Now, in London, that heritage is being honored once again, albeit in a radically new form. With the two-week festival Dance Reflections, Van Cleef & Arpels is spotlighting the output of postmodern titans alongside an array of contemporary works bringing those traditions into the 21st century, all produced by some of the most cutting-edge choreographers of the moment. The entire program was curated by Serge Laurent, recruited from the Centre Pompidou in 2019 to be the house’s dance and cultural program manager as part of their increasing commitment to supporting the world of dance. “It embodies our commitment to showcasing and sharing the legacy of dance and contemporary creation with the broadest possible audience,” says Laurent of the festival, which is open to the public and runs until March 23rd.
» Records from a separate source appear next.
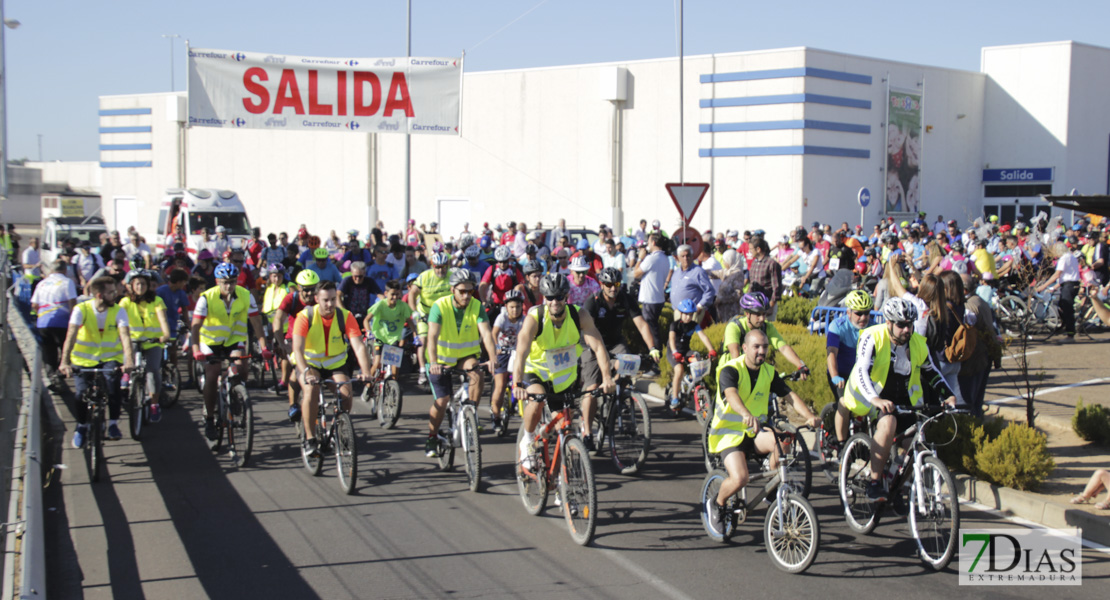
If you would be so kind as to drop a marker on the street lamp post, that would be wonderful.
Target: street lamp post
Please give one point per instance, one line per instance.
(171, 37)
(12, 23)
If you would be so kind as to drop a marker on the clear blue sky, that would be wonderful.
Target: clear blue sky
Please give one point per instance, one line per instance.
(68, 52)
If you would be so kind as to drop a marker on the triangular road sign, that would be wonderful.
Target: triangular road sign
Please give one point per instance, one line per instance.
(687, 197)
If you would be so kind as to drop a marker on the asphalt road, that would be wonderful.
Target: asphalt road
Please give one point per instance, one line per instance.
(172, 519)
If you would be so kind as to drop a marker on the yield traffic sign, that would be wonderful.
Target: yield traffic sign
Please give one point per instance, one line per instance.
(687, 197)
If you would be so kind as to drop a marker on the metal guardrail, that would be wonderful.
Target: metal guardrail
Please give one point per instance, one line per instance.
(24, 532)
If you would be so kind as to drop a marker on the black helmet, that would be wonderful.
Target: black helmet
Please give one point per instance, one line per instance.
(554, 284)
(460, 276)
(533, 266)
(609, 275)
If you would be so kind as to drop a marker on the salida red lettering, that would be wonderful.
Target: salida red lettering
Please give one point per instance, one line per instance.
(367, 93)
(256, 89)
(399, 99)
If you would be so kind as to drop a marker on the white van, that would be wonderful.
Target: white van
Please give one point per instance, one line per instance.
(185, 212)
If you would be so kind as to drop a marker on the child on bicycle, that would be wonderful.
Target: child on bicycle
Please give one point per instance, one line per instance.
(683, 329)
(386, 319)
(504, 334)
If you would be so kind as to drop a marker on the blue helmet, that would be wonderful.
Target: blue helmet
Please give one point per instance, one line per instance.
(226, 271)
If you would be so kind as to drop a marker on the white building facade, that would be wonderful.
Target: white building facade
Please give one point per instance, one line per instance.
(784, 138)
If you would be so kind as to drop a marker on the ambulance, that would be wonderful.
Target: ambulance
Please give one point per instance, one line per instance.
(185, 212)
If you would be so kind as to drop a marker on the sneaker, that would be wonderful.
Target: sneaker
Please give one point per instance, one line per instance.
(875, 491)
(715, 515)
(310, 447)
(588, 440)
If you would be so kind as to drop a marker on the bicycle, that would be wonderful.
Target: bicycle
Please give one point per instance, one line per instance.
(460, 429)
(171, 379)
(934, 508)
(333, 431)
(96, 399)
(799, 469)
(234, 413)
(791, 532)
(566, 466)
(693, 392)
(624, 420)
(383, 393)
(828, 450)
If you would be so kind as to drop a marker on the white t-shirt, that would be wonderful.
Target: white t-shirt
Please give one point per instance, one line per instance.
(1068, 266)
(77, 317)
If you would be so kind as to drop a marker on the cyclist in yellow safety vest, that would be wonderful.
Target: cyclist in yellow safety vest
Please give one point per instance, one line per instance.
(321, 334)
(94, 339)
(891, 364)
(744, 388)
(150, 331)
(430, 286)
(219, 331)
(457, 328)
(547, 351)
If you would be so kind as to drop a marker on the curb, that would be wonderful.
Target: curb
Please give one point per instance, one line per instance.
(1008, 501)
(1029, 507)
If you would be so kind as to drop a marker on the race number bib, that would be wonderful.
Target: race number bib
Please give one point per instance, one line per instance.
(627, 364)
(561, 358)
(392, 356)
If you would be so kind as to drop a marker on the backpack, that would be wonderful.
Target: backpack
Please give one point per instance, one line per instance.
(961, 346)
(574, 317)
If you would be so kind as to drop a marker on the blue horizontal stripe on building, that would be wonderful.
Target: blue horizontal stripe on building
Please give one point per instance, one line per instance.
(785, 99)
(124, 146)
(125, 164)
(772, 125)
(134, 129)
(783, 73)
(785, 151)
(121, 112)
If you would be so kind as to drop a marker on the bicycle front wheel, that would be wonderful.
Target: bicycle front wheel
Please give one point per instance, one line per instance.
(861, 514)
(389, 409)
(629, 429)
(473, 448)
(935, 518)
(241, 421)
(346, 455)
(578, 491)
(791, 534)
(533, 484)
(135, 409)
(171, 385)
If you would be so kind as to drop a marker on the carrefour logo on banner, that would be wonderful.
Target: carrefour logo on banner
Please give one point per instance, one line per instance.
(1013, 557)
(904, 102)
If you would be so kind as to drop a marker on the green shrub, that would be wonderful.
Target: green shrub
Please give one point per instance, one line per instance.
(959, 439)
(795, 311)
(1091, 423)
(1018, 458)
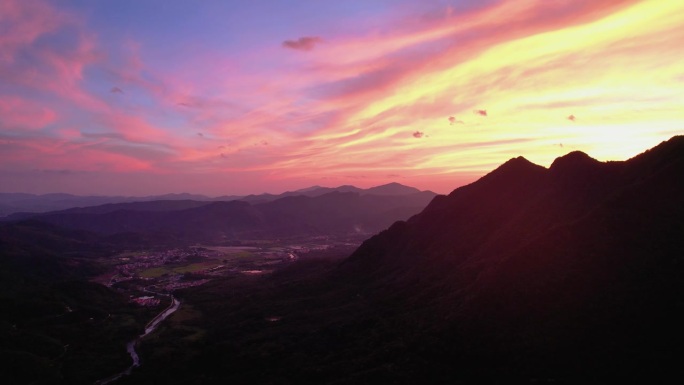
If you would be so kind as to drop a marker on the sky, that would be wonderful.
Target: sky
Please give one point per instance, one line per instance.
(144, 97)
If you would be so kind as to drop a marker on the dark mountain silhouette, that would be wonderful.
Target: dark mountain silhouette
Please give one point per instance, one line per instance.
(21, 205)
(334, 213)
(574, 270)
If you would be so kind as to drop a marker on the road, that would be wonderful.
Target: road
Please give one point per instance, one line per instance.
(130, 347)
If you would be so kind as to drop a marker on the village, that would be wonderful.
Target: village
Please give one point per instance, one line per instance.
(149, 276)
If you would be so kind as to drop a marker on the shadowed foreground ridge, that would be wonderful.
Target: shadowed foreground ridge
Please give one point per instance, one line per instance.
(570, 272)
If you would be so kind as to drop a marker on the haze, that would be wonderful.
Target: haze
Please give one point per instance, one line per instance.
(220, 97)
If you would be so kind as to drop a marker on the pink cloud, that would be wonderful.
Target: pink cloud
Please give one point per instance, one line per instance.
(20, 113)
(306, 43)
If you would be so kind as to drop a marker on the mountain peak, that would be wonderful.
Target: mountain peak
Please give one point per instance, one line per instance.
(516, 165)
(572, 162)
(393, 188)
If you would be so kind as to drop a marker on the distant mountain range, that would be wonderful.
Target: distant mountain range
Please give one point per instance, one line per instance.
(575, 270)
(312, 212)
(30, 203)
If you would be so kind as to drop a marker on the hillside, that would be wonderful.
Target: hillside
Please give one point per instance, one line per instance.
(570, 275)
(331, 214)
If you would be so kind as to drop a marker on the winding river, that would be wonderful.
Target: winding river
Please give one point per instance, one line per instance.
(130, 347)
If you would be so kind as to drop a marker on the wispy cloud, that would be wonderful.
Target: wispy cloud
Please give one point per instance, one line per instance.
(306, 43)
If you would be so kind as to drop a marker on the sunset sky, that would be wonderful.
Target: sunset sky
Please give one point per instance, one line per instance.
(235, 97)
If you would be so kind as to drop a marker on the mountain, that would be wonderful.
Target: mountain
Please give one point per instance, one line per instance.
(575, 271)
(25, 205)
(333, 213)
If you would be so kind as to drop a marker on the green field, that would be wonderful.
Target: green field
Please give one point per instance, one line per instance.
(158, 271)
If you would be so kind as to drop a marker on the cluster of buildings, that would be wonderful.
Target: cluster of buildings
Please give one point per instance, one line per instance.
(146, 301)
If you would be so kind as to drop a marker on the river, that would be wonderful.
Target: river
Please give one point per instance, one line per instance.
(130, 347)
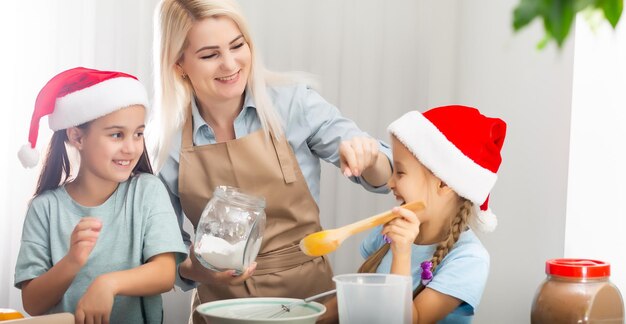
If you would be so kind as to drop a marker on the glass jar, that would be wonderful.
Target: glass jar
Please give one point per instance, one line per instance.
(577, 291)
(230, 230)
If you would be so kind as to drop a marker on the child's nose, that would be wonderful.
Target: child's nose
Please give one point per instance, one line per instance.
(391, 183)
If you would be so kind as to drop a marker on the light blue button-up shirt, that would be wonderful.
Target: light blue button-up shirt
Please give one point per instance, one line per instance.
(313, 127)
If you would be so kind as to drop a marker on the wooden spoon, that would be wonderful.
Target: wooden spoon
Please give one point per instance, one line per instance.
(324, 242)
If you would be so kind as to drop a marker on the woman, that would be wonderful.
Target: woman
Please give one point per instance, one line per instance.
(227, 121)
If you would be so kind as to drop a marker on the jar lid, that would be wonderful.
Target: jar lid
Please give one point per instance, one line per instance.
(578, 268)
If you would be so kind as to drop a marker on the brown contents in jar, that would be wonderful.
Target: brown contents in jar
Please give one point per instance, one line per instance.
(572, 296)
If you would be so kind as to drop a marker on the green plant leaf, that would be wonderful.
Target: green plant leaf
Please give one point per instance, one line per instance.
(525, 12)
(559, 18)
(612, 10)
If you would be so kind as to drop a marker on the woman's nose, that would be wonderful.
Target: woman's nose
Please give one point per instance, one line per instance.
(228, 62)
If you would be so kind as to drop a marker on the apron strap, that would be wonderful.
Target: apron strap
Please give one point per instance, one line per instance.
(187, 135)
(281, 147)
(284, 159)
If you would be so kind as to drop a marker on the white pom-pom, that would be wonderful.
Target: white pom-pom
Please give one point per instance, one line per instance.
(28, 156)
(485, 221)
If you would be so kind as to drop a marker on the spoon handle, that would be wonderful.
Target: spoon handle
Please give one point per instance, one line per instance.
(380, 219)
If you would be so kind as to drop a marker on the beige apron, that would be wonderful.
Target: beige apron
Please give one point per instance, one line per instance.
(266, 168)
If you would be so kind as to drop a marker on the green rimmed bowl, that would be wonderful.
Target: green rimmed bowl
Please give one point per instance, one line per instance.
(258, 310)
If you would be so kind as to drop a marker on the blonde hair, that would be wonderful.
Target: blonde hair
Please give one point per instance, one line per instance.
(173, 94)
(458, 224)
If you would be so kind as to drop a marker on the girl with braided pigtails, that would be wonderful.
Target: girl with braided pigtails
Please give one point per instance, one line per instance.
(446, 157)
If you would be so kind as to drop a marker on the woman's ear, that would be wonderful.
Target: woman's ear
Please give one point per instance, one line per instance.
(75, 137)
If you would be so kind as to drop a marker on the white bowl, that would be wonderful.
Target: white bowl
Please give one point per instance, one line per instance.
(257, 310)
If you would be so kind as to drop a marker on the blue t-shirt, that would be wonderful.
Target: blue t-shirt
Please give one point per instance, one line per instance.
(462, 273)
(138, 222)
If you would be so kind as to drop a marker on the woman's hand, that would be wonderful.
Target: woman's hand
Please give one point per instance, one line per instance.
(357, 154)
(96, 304)
(192, 269)
(83, 240)
(402, 231)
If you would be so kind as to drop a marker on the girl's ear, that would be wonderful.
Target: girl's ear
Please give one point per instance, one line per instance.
(443, 188)
(75, 137)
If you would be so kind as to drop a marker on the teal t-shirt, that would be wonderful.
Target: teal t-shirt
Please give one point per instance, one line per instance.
(138, 222)
(462, 273)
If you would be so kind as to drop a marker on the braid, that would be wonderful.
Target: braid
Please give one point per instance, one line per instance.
(457, 226)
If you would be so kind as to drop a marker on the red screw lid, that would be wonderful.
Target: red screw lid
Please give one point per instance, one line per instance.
(578, 268)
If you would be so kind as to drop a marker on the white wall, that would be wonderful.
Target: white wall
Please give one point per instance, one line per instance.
(596, 218)
(502, 74)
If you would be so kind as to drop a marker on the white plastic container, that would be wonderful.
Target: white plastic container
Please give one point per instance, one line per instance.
(374, 298)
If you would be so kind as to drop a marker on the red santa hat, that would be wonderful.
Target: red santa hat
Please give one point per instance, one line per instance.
(461, 147)
(77, 96)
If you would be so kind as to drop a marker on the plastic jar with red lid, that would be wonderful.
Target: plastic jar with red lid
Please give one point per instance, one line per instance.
(577, 291)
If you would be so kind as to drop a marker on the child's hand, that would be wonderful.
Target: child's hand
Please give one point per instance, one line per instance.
(84, 239)
(96, 304)
(357, 154)
(402, 230)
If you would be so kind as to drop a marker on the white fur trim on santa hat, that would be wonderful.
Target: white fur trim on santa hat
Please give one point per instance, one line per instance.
(442, 158)
(483, 220)
(28, 156)
(96, 101)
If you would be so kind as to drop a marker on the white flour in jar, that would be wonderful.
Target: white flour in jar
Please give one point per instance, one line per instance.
(221, 254)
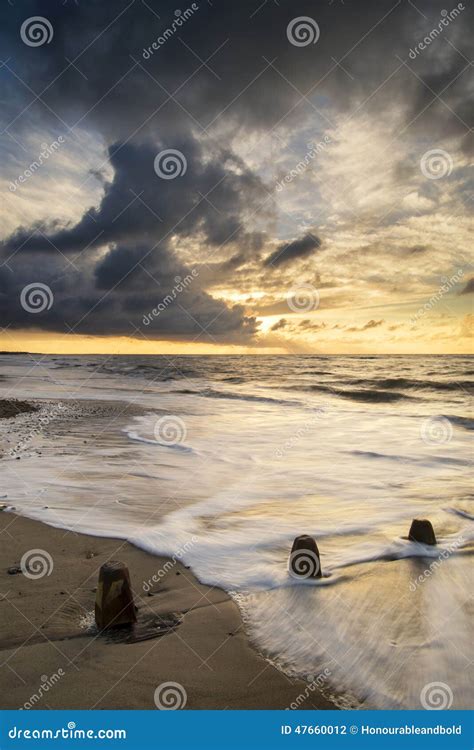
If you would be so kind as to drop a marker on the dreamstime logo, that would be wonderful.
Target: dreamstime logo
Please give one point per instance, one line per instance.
(315, 682)
(36, 31)
(436, 430)
(445, 20)
(302, 31)
(436, 164)
(303, 563)
(444, 288)
(181, 17)
(436, 696)
(46, 684)
(36, 297)
(36, 563)
(170, 696)
(47, 150)
(303, 298)
(170, 430)
(302, 165)
(169, 564)
(180, 285)
(435, 564)
(170, 163)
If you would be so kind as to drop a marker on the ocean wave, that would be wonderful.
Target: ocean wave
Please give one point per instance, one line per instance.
(208, 393)
(135, 437)
(464, 422)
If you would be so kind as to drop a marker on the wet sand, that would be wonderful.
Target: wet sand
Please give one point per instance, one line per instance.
(47, 636)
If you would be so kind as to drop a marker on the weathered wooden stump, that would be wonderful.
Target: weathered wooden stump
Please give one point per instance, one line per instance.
(304, 559)
(114, 599)
(421, 530)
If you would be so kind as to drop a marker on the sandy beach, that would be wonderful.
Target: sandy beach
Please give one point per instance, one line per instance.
(47, 632)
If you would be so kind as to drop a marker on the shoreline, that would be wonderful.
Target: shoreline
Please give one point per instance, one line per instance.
(52, 657)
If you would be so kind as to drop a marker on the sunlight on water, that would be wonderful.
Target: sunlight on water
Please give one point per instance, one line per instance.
(236, 456)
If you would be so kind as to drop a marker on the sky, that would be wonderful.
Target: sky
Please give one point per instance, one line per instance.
(222, 177)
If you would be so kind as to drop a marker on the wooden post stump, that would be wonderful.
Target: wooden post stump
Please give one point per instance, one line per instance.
(114, 599)
(304, 559)
(421, 530)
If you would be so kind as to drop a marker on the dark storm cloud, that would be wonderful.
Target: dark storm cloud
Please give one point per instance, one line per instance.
(469, 288)
(228, 68)
(288, 252)
(279, 325)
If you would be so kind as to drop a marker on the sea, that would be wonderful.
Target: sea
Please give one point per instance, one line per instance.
(221, 461)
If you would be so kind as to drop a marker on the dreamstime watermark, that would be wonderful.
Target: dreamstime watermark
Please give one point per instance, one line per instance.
(303, 563)
(436, 696)
(170, 696)
(47, 150)
(46, 684)
(303, 298)
(433, 566)
(170, 430)
(36, 563)
(36, 31)
(436, 164)
(302, 31)
(181, 17)
(446, 18)
(169, 564)
(303, 164)
(180, 285)
(299, 434)
(170, 163)
(443, 289)
(36, 297)
(315, 683)
(43, 420)
(436, 430)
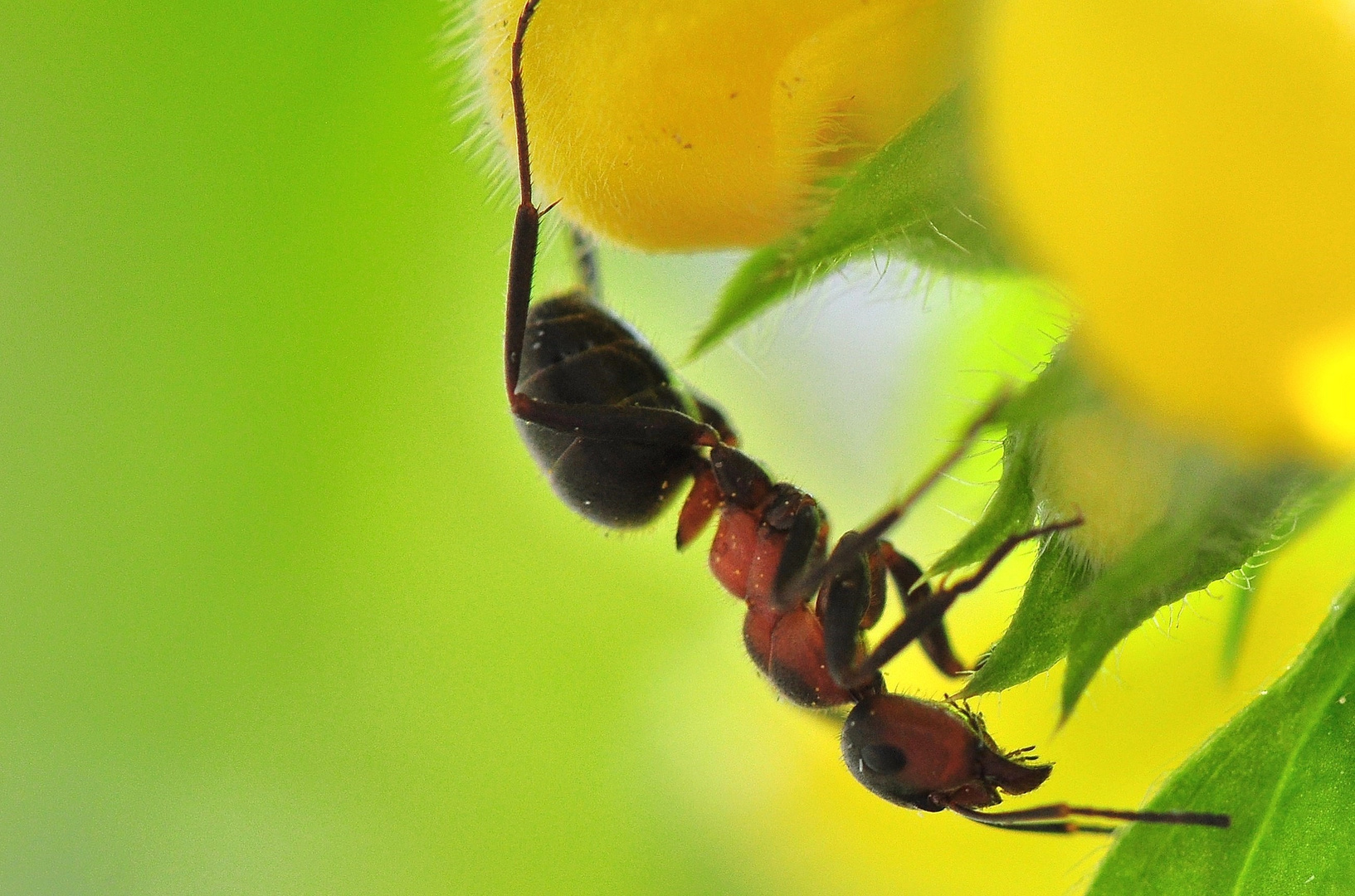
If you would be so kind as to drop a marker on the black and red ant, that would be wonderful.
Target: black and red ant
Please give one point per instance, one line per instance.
(618, 436)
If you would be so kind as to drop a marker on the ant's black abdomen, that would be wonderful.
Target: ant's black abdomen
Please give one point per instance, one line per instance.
(579, 353)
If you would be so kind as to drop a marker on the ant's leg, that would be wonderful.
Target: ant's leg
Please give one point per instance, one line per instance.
(653, 426)
(586, 262)
(935, 641)
(714, 418)
(931, 611)
(845, 551)
(702, 502)
(843, 602)
(1044, 814)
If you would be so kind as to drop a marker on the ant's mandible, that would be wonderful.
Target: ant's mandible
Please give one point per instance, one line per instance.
(618, 436)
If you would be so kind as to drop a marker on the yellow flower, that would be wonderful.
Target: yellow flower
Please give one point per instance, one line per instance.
(1187, 171)
(710, 122)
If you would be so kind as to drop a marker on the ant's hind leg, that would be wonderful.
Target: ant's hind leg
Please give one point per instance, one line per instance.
(935, 641)
(586, 261)
(702, 502)
(652, 426)
(933, 611)
(1038, 819)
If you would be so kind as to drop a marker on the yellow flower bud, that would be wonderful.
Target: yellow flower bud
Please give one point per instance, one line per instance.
(710, 122)
(1187, 171)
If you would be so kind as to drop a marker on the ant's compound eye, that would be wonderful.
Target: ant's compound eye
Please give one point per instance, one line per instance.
(882, 758)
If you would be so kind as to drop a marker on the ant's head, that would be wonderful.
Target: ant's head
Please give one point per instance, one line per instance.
(929, 755)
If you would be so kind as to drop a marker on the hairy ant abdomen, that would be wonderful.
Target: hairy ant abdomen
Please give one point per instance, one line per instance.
(578, 353)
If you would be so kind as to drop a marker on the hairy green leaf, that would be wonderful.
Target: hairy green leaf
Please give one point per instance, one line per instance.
(1218, 519)
(1010, 510)
(1284, 770)
(1240, 599)
(916, 197)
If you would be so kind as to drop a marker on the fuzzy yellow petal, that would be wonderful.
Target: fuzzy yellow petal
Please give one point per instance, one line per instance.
(1187, 171)
(1324, 392)
(710, 124)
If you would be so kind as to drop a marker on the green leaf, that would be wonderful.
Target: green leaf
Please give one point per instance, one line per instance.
(1010, 510)
(1240, 599)
(1282, 769)
(1038, 633)
(915, 197)
(1244, 587)
(1217, 521)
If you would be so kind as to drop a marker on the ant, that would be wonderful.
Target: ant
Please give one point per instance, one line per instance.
(618, 434)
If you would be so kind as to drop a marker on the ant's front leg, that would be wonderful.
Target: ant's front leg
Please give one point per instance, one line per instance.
(929, 613)
(851, 544)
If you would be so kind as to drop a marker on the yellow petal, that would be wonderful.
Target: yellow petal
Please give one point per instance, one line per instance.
(1187, 171)
(712, 124)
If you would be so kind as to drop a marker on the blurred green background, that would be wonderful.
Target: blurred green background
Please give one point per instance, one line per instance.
(285, 607)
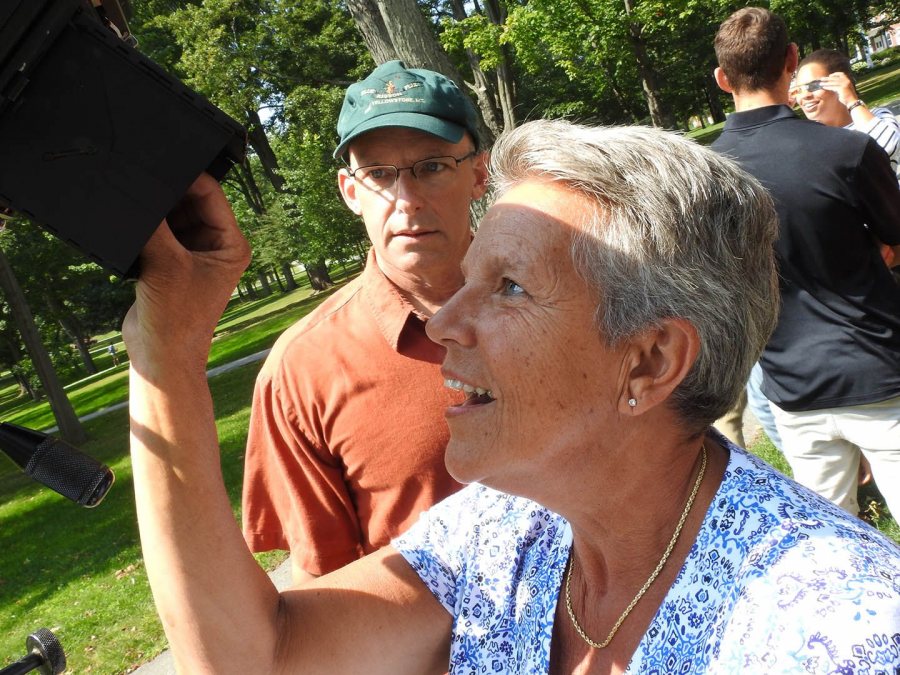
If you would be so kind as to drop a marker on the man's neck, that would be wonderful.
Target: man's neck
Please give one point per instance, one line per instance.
(758, 99)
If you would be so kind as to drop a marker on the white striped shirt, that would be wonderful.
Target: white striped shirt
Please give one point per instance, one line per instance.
(886, 131)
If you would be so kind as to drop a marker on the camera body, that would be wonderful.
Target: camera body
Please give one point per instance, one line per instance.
(97, 142)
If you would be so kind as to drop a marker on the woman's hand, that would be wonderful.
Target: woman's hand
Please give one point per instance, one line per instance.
(188, 270)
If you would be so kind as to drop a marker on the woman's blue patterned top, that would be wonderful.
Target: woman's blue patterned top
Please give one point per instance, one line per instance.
(778, 581)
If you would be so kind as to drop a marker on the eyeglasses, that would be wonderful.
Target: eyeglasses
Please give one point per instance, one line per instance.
(432, 172)
(811, 86)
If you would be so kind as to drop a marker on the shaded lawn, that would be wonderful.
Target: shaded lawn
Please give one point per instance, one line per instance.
(110, 387)
(79, 571)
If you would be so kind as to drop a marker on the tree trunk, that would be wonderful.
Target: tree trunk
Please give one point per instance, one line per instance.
(266, 289)
(246, 183)
(256, 134)
(371, 25)
(70, 428)
(402, 31)
(319, 279)
(288, 275)
(277, 278)
(659, 113)
(506, 90)
(620, 97)
(25, 387)
(712, 98)
(73, 329)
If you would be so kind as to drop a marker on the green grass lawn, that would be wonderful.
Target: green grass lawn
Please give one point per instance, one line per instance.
(244, 330)
(78, 571)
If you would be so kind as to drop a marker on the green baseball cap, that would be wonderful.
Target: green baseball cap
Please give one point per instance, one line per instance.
(414, 98)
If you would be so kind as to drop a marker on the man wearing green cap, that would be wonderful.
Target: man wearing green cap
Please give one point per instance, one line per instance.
(347, 435)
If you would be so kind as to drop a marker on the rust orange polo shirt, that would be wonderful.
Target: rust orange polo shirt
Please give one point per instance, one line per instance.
(347, 431)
The performances are being held at a trio of London’s most venerated cultural institutions: the Royal Opera House, with its rich tradition of classical ballet; Sadler’s Wells, a historic theater in the city’s Islington neighborhood known for commissioning and platforming agenda-setting dance; and the Tate Modern, the gargantuan modern art gallery with a singularly progressive approach to programming and collecting dance pieces. But the attitude is clearly one of accessibility, with both Laurent and the house’s president and CEO, Nicolas Bos, emphasizing that the project should “appeal to a large audience.”